Unlocking the Power of Data: Analyzing Starbucks’ Mobile App to Increase Customer Loyalty and Profit

10 min readJul 18, 2020

About the Starbucks Project

In today’s fast-paced world, convenience is key. And for many coffee lovers, nothing is more convenient than being able to purchase their daily fix with just a few taps on their mobile device. This is where Starbucks’ mobile app comes in. Not only does it save customers time during the payment process, but it also provides the company with valuable data on customer habits and usage patterns.

But what exactly can Starbucks do with this data? The answer is simple: use it to increase customer loyalty and profit. By analyzing customer behavior and preferences, the company can craft targeted promotions that are tailored to individual customers. This is where machine learning comes in. By building a model that predicts which offers will be most effective for each customer, Starbucks can make data-driven decisions that drive customer engagement and revenue.

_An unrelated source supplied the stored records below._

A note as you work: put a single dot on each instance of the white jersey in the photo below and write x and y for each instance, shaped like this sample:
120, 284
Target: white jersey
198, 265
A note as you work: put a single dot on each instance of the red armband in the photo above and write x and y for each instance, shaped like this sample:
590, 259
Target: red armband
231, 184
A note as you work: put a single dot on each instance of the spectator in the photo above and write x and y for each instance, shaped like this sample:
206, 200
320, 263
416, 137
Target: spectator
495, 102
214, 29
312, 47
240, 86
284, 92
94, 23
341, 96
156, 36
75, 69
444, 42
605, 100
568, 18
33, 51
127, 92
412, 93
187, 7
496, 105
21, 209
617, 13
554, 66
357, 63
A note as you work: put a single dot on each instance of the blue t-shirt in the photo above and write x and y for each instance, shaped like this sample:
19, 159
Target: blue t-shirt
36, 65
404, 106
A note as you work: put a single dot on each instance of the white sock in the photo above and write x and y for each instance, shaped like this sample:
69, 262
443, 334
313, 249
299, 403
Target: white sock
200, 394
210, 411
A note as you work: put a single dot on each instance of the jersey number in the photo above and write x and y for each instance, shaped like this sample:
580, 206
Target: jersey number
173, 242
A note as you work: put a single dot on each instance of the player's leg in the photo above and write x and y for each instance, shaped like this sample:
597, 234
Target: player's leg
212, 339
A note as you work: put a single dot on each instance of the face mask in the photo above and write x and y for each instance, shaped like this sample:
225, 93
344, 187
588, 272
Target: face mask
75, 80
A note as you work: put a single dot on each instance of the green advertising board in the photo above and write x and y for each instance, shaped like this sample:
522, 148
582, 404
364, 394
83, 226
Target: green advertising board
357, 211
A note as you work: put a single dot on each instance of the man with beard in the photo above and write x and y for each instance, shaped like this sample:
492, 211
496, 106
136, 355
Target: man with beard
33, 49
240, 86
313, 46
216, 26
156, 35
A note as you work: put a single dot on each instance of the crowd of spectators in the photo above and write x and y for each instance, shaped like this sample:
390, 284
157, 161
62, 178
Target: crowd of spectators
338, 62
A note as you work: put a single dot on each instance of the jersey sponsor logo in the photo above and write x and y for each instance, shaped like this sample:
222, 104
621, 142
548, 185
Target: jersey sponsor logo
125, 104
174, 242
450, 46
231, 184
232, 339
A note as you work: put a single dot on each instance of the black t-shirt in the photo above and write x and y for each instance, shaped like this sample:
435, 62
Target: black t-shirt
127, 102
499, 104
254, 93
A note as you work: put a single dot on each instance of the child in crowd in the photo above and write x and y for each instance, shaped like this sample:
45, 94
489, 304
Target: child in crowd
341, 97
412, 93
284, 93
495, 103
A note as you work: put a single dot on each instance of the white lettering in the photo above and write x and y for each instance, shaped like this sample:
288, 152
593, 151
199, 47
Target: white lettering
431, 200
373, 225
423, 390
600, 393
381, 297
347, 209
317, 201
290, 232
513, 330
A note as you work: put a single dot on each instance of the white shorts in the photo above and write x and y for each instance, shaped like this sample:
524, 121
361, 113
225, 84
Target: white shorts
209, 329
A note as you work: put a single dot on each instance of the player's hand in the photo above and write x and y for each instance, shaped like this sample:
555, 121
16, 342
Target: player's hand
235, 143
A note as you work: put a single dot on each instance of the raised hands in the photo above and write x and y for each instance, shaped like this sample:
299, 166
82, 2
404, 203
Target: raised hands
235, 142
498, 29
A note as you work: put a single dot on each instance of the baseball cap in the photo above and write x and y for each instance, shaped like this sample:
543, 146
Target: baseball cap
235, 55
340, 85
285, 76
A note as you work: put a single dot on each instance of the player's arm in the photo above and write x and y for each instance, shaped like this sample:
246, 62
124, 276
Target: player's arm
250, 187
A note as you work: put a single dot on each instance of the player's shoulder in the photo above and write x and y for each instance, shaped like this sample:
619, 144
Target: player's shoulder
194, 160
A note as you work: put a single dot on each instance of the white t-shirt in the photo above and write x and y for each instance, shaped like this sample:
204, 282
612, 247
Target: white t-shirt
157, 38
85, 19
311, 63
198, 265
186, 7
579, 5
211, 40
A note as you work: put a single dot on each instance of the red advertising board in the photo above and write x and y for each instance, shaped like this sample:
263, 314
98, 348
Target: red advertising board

The marketing team at Starbucks has identified three types of offers: BOGO, discounts, and informational offers. The BOGO offer is a customer favorite, allowing them to earn a free coffee when they purchase one. Discount offers also provide value to customers, but require them to spend a certain amount to qualify. And informational offers, while not providing a direct reward, still play an important role in building customer loyalty.

In this project, we will walk you through the process of how Starbucks uses data and machine learning to craft targeted promotions that increase customer loyalty and revenue. By the end of this post, you will have a better understanding of the power of data-driven decision-making and how it can benefit your business mobile app.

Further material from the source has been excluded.